Please show us what you have tried and exactly where you are stuck.

Please follow the rules of posting in this forum, as enunciated at:

READ BEFORE POSTING​

Please share your work/thoughts about this problem

Be careful khan. This thread contains radiation!

 

[khansaheb]

Be careful khan. This thread contains radiation!

Nothing new ... Radiation is everywhere....

 

[logistic_guy]

Nothing new ... Radiation is everywhere....

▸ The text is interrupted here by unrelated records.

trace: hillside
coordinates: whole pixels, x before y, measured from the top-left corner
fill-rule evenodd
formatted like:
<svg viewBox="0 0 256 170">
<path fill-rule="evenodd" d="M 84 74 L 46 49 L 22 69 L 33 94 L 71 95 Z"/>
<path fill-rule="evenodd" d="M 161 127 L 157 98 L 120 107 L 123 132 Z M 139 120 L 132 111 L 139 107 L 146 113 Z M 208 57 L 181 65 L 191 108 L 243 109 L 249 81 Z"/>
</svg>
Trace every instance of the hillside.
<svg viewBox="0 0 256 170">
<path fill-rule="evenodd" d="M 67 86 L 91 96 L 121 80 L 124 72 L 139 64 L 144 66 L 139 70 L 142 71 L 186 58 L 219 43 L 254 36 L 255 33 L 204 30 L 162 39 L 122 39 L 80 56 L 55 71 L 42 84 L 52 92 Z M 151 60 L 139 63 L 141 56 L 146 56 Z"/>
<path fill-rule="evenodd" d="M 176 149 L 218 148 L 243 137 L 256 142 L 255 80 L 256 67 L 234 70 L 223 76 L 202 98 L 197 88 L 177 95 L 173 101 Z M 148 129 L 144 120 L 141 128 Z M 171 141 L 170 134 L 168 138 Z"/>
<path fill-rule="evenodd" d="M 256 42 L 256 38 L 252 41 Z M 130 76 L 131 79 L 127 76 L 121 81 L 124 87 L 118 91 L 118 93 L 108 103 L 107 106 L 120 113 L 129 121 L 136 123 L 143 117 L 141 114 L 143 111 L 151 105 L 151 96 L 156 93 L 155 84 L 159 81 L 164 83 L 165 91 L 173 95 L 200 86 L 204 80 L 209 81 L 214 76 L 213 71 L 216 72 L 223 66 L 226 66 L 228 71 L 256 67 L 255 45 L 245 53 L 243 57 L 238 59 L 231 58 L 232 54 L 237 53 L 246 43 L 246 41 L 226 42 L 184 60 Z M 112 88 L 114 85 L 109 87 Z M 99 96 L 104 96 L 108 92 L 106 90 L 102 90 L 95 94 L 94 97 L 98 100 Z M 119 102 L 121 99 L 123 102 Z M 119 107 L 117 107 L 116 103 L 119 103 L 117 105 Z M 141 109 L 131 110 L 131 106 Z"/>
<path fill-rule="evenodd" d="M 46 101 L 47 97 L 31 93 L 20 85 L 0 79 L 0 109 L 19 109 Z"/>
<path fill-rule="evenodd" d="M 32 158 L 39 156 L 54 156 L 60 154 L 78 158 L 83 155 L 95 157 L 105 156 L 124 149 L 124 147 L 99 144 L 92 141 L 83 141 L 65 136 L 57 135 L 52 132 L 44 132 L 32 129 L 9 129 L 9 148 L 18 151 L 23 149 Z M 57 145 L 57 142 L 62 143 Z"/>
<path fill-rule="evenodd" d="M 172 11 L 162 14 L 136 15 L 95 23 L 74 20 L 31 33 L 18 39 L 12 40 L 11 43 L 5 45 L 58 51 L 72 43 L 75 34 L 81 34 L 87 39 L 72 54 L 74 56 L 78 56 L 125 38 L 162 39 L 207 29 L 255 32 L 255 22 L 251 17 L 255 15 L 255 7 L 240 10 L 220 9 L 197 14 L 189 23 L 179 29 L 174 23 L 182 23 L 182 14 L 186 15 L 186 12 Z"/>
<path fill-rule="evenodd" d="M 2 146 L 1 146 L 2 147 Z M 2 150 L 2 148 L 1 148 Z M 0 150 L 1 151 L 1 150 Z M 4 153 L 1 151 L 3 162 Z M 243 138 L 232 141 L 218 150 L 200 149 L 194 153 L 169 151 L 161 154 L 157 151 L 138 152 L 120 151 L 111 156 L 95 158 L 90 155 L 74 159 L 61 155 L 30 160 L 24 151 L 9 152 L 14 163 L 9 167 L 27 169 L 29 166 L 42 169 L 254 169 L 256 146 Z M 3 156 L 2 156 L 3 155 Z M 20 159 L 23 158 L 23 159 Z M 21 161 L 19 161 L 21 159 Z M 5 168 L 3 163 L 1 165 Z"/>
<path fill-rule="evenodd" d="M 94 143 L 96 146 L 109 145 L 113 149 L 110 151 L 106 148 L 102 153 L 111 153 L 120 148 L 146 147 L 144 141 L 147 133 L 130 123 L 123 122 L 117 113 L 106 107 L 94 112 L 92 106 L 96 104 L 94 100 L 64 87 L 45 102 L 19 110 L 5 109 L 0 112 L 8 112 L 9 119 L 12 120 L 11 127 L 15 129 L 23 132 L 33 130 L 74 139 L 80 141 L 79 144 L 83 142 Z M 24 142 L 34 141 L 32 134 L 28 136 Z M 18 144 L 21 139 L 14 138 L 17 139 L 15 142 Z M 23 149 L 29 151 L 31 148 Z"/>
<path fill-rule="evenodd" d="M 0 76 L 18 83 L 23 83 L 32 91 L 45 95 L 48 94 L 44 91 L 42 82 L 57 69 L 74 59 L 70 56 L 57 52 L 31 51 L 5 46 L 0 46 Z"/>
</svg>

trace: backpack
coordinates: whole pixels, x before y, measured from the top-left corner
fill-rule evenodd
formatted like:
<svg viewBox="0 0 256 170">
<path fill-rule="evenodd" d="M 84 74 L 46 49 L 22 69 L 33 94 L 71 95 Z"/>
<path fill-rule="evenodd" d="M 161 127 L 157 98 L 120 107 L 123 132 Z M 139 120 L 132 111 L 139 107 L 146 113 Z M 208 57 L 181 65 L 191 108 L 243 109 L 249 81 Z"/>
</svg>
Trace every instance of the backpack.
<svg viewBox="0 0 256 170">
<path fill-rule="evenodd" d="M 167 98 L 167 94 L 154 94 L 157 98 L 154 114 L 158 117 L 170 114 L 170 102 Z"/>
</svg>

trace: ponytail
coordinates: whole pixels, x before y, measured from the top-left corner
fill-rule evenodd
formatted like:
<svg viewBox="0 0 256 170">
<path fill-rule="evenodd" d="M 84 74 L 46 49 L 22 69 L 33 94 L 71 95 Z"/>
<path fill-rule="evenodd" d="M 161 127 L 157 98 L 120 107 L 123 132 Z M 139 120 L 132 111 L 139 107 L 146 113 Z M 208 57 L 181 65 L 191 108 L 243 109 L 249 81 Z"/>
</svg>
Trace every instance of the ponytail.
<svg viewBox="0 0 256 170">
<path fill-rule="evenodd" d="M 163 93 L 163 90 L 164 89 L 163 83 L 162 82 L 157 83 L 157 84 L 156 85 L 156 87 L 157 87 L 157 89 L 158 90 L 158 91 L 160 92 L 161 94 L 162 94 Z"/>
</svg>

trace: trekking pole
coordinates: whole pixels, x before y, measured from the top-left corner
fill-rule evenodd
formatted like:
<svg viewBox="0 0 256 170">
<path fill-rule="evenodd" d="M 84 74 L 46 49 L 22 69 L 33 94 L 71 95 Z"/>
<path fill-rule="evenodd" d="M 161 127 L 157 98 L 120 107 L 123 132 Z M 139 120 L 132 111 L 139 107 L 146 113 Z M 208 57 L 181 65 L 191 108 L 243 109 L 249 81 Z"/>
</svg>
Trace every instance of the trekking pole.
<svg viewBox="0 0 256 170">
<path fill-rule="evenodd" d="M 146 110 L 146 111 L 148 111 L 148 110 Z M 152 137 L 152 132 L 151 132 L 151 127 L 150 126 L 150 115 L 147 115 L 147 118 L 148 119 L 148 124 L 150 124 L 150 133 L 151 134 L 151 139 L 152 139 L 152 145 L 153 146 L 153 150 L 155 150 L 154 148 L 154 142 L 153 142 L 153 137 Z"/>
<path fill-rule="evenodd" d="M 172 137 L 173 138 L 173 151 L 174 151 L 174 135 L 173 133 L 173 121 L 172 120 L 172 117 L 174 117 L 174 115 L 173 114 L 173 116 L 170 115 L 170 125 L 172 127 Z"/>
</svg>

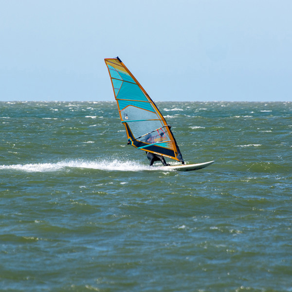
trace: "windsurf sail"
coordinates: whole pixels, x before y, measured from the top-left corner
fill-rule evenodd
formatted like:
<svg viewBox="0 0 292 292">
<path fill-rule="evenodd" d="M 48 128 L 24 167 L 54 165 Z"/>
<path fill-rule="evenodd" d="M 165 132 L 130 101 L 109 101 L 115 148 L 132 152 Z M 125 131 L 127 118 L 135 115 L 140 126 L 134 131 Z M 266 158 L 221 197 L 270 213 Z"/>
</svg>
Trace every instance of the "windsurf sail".
<svg viewBox="0 0 292 292">
<path fill-rule="evenodd" d="M 183 164 L 170 126 L 144 89 L 118 57 L 105 61 L 128 144 Z"/>
</svg>

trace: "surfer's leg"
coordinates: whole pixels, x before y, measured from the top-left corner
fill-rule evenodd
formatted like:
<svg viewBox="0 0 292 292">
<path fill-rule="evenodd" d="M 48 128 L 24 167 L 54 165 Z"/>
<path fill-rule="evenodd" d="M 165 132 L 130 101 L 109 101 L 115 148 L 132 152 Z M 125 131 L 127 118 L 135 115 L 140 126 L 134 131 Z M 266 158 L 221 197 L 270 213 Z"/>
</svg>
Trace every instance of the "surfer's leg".
<svg viewBox="0 0 292 292">
<path fill-rule="evenodd" d="M 153 153 L 147 152 L 147 158 L 150 160 L 150 166 L 152 166 L 153 163 L 155 161 L 155 156 Z"/>
<path fill-rule="evenodd" d="M 166 162 L 165 161 L 165 160 L 164 159 L 164 158 L 163 156 L 162 156 L 161 155 L 156 155 L 156 156 L 157 156 L 157 157 L 158 157 L 158 158 L 159 158 L 159 159 L 160 159 L 160 161 L 161 161 L 161 163 L 164 166 L 168 166 L 170 165 L 170 164 L 168 164 L 166 163 Z"/>
</svg>

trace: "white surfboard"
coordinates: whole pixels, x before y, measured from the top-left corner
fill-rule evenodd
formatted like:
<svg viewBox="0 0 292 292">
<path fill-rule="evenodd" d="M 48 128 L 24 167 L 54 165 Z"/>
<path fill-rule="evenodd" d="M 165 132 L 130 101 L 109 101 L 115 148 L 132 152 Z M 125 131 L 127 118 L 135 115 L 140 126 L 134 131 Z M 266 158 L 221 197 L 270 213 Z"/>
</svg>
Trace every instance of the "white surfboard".
<svg viewBox="0 0 292 292">
<path fill-rule="evenodd" d="M 163 166 L 164 170 L 178 170 L 179 171 L 190 171 L 191 170 L 198 170 L 204 167 L 206 167 L 214 163 L 215 161 L 208 161 L 203 163 L 197 163 L 193 164 L 183 164 L 181 165 L 170 165 L 170 166 Z"/>
</svg>

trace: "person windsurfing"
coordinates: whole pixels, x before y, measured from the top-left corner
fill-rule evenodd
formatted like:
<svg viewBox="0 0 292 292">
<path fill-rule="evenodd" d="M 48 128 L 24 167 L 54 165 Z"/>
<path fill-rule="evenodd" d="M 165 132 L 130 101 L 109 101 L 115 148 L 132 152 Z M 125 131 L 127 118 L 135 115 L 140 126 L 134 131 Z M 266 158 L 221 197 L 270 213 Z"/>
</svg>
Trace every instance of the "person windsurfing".
<svg viewBox="0 0 292 292">
<path fill-rule="evenodd" d="M 162 135 L 163 135 L 163 134 L 161 133 L 160 136 L 161 137 L 162 137 Z M 147 143 L 152 143 L 152 137 L 151 135 L 149 135 L 148 136 L 147 136 L 146 138 L 146 142 Z M 158 154 L 155 154 L 154 153 L 152 153 L 151 152 L 146 152 L 146 155 L 147 155 L 147 158 L 148 158 L 148 160 L 150 160 L 150 166 L 152 166 L 153 163 L 154 163 L 154 162 L 155 161 L 160 161 L 161 162 L 161 163 L 164 166 L 169 166 L 170 164 L 168 164 L 168 163 L 166 163 L 166 162 L 165 161 L 165 160 L 164 159 L 164 158 L 162 156 L 162 155 L 159 155 Z"/>
</svg>

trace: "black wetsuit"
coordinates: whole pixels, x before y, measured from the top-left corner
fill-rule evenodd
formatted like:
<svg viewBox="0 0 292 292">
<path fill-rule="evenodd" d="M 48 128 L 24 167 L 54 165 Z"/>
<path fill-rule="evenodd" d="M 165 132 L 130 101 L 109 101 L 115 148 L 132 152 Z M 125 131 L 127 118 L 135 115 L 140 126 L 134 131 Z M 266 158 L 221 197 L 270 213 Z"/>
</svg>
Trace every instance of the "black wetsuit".
<svg viewBox="0 0 292 292">
<path fill-rule="evenodd" d="M 154 161 L 161 161 L 161 163 L 164 166 L 167 166 L 170 165 L 168 164 L 167 164 L 165 162 L 165 160 L 164 159 L 163 156 L 159 155 L 158 154 L 154 154 L 151 152 L 146 152 L 147 158 L 150 160 L 150 166 L 152 166 Z"/>
</svg>

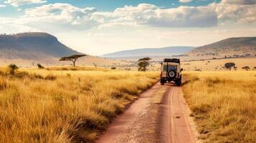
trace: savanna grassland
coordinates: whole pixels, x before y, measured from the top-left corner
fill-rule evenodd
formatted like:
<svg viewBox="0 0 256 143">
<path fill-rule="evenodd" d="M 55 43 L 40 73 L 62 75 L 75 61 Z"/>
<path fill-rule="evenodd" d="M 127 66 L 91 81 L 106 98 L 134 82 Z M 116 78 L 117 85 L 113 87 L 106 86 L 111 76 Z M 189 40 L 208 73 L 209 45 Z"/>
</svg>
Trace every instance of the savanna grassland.
<svg viewBox="0 0 256 143">
<path fill-rule="evenodd" d="M 0 142 L 91 142 L 157 72 L 93 68 L 0 72 Z"/>
<path fill-rule="evenodd" d="M 184 96 L 203 142 L 256 142 L 256 72 L 184 76 Z"/>
</svg>

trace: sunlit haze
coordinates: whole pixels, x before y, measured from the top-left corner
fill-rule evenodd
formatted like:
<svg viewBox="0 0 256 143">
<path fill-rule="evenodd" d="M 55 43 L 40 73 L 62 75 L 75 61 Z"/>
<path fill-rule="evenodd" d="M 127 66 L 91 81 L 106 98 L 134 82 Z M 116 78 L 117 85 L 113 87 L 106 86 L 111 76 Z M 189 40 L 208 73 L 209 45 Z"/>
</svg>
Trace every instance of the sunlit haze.
<svg viewBox="0 0 256 143">
<path fill-rule="evenodd" d="M 49 33 L 91 55 L 256 36 L 253 0 L 0 0 L 0 33 Z"/>
</svg>

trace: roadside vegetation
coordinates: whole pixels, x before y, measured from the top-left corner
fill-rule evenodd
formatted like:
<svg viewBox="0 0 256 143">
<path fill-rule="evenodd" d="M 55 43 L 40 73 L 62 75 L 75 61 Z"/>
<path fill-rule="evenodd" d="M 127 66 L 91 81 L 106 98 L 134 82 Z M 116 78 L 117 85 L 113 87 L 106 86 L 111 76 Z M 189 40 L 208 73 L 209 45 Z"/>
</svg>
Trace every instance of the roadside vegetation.
<svg viewBox="0 0 256 143">
<path fill-rule="evenodd" d="M 91 142 L 158 79 L 157 72 L 11 67 L 0 70 L 0 142 Z"/>
<path fill-rule="evenodd" d="M 256 72 L 190 72 L 184 92 L 204 142 L 256 142 Z"/>
</svg>

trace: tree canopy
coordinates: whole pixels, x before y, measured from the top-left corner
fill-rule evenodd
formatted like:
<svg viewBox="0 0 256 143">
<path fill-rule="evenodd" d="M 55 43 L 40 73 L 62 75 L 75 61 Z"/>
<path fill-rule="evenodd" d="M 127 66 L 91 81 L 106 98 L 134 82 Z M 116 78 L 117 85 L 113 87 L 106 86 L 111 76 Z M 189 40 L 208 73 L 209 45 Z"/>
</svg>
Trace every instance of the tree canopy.
<svg viewBox="0 0 256 143">
<path fill-rule="evenodd" d="M 77 61 L 78 58 L 82 56 L 85 56 L 86 54 L 74 54 L 70 56 L 64 56 L 60 58 L 60 61 L 71 61 L 73 62 L 73 66 L 75 66 L 75 61 Z"/>
<path fill-rule="evenodd" d="M 138 61 L 138 71 L 147 71 L 147 66 L 149 66 L 149 61 L 151 59 L 149 57 L 141 58 Z"/>
<path fill-rule="evenodd" d="M 224 66 L 225 66 L 225 68 L 227 68 L 227 69 L 231 69 L 231 68 L 232 68 L 232 67 L 234 68 L 234 67 L 235 67 L 235 64 L 233 63 L 233 62 L 226 63 L 226 64 L 224 64 Z"/>
</svg>

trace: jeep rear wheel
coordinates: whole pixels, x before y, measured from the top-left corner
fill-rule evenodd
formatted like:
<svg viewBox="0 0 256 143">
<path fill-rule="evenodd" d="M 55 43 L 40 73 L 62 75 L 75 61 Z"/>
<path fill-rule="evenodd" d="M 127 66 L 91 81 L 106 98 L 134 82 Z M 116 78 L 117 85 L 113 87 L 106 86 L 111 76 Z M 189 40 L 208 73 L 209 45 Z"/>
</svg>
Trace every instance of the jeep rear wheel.
<svg viewBox="0 0 256 143">
<path fill-rule="evenodd" d="M 163 85 L 164 83 L 166 83 L 166 81 L 165 81 L 165 80 L 163 79 L 161 79 L 161 80 L 160 80 L 161 85 Z"/>
<path fill-rule="evenodd" d="M 181 77 L 175 82 L 175 84 L 177 85 L 177 86 L 181 86 Z"/>
</svg>

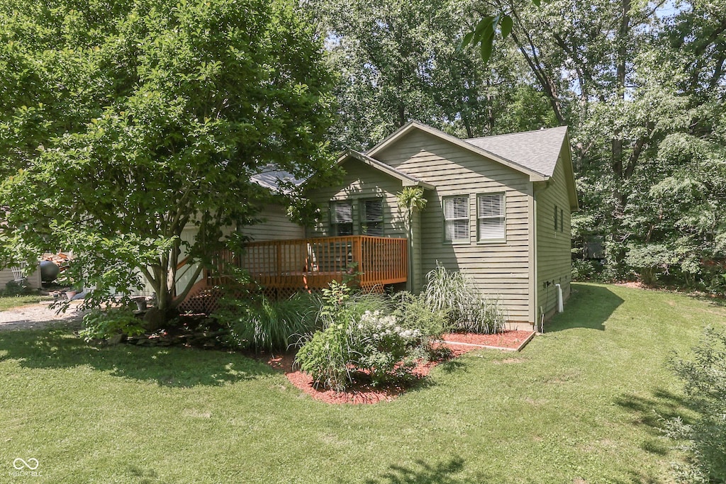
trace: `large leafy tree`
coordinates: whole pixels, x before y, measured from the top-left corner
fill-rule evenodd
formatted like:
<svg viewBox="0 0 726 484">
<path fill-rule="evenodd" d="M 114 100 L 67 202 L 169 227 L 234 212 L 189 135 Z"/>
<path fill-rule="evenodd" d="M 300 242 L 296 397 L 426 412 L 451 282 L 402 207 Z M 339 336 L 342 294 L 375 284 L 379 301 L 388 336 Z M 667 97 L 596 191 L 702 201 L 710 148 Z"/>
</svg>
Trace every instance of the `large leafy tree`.
<svg viewBox="0 0 726 484">
<path fill-rule="evenodd" d="M 611 276 L 722 274 L 722 3 L 482 0 L 463 39 L 489 62 L 515 46 L 572 128 L 574 235 L 604 237 Z"/>
<path fill-rule="evenodd" d="M 73 250 L 91 303 L 142 274 L 173 312 L 270 197 L 252 175 L 330 165 L 313 25 L 291 0 L 4 2 L 6 253 Z M 202 263 L 177 292 L 184 253 Z"/>
<path fill-rule="evenodd" d="M 475 3 L 309 2 L 340 73 L 336 147 L 370 147 L 411 120 L 462 137 L 552 124 L 547 99 L 526 82 L 531 76 L 515 49 L 485 65 L 458 48 Z"/>
</svg>

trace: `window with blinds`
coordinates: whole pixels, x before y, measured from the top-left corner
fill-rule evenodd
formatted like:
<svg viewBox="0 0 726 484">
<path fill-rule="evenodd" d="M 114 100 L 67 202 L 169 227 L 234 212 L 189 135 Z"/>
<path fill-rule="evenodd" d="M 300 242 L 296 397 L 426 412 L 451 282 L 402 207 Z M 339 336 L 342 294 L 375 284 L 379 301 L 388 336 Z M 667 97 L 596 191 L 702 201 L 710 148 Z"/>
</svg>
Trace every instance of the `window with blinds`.
<svg viewBox="0 0 726 484">
<path fill-rule="evenodd" d="M 469 197 L 444 199 L 444 239 L 447 242 L 469 242 Z"/>
<path fill-rule="evenodd" d="M 361 200 L 361 231 L 364 235 L 383 237 L 383 200 Z"/>
<path fill-rule="evenodd" d="M 503 240 L 506 229 L 504 194 L 478 195 L 476 197 L 478 239 Z"/>
<path fill-rule="evenodd" d="M 330 202 L 330 232 L 333 235 L 353 235 L 351 202 Z"/>
</svg>

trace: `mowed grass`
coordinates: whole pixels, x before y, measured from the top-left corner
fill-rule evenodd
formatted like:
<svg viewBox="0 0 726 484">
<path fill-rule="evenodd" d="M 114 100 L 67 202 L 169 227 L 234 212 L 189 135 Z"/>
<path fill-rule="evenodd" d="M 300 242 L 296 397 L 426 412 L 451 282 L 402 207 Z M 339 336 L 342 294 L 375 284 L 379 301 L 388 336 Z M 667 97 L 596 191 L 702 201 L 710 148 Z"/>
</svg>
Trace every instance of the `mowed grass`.
<svg viewBox="0 0 726 484">
<path fill-rule="evenodd" d="M 665 363 L 725 321 L 682 295 L 575 284 L 522 353 L 469 353 L 356 406 L 240 354 L 0 332 L 0 482 L 672 482 L 682 456 L 658 416 L 696 416 Z M 42 477 L 10 477 L 17 457 Z"/>
</svg>

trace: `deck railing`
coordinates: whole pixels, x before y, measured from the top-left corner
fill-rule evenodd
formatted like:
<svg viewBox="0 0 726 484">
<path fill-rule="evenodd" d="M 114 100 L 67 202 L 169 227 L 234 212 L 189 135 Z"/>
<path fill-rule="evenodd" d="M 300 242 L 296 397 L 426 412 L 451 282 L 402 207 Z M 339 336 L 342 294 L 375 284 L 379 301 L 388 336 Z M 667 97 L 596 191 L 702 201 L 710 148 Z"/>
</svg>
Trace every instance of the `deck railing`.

Wrong. There is no radiation in one's butthole when washed with mentholated shampoo like Head & Shoulders and water!

 

[logistic_guy]

$\displaystyle \bold{(a)}$

Power $\displaystyle =$ convection $\displaystyle +$ radiation

$\displaystyle P = q_{\text{conv}} + q_{\text{rad}} = Ah(T_s - T_{\infty}) + A\varepsilon\sigma(T^4_s - T^4_{\text{sur}})$

The formula looks complicated but once you know what each variable represents, it becomes a piece of cake. Don't forget to convert the temperatures to $\displaystyle \text{Kelvin}$ and use $\displaystyle \text{SI}$ units. Also no need to mention that $\displaystyle \text{Stefan-Boltzmann Constant} \ (\sigma)$ will be used.

$\displaystyle P = \pi\left(\frac{0.3}{2}\right)^2\bigg[0.8\left(473.15 - 298.15\right)^{4/3} + 0.8\left(5.67 \times 10^{-8}\right)\left(473.15^4 - 298.15^4\right)\bigg] = 190.71 \ \text{W}$